Build Q&A using RAG

Building a RAG Q&A System with Dataworkz: A Step-by-Step Guide

In today's digital era, customer self-service is becoming increasingly important, and having a robust Q&A system is a key component of delivering a seamless experience. At Dataworkz, we're taking it a step further by creating a Retrieval Augmented Generation (RAG) Q&A system for our customers. This document will guide you through the process of building this innovative system by crawling the MongoDB documents and assembling a RAG based Q&A system on those documents.

Step 1: Pre-processing Data

Access Pre-processing Settings:

  • Click on the gear icon in the top right, navigate to the AI Applications section, and select Pre-processing.

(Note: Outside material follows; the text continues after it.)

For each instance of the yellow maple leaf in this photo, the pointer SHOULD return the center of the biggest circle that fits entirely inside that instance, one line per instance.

Create a Pre-processing Job:

  • Press the '+' button and name your pre-processing job.

Configuring Sources

  • Website URL(HTML):

    • For URL links, select the file type - html.

    • Add URLs of interest, check the sub-crawling and javascript enabled boxes.

Submit Pre-processing:

  • Once finished, choose the pre-processing target location and hit submit to perform pre-processing.

  • Verify the saved data in the dataset tab.

Step 2: Building the Q&A System

Access Q&A Settings:

  • Click on the gear icon, navigate to AI Applications, and select Q&A.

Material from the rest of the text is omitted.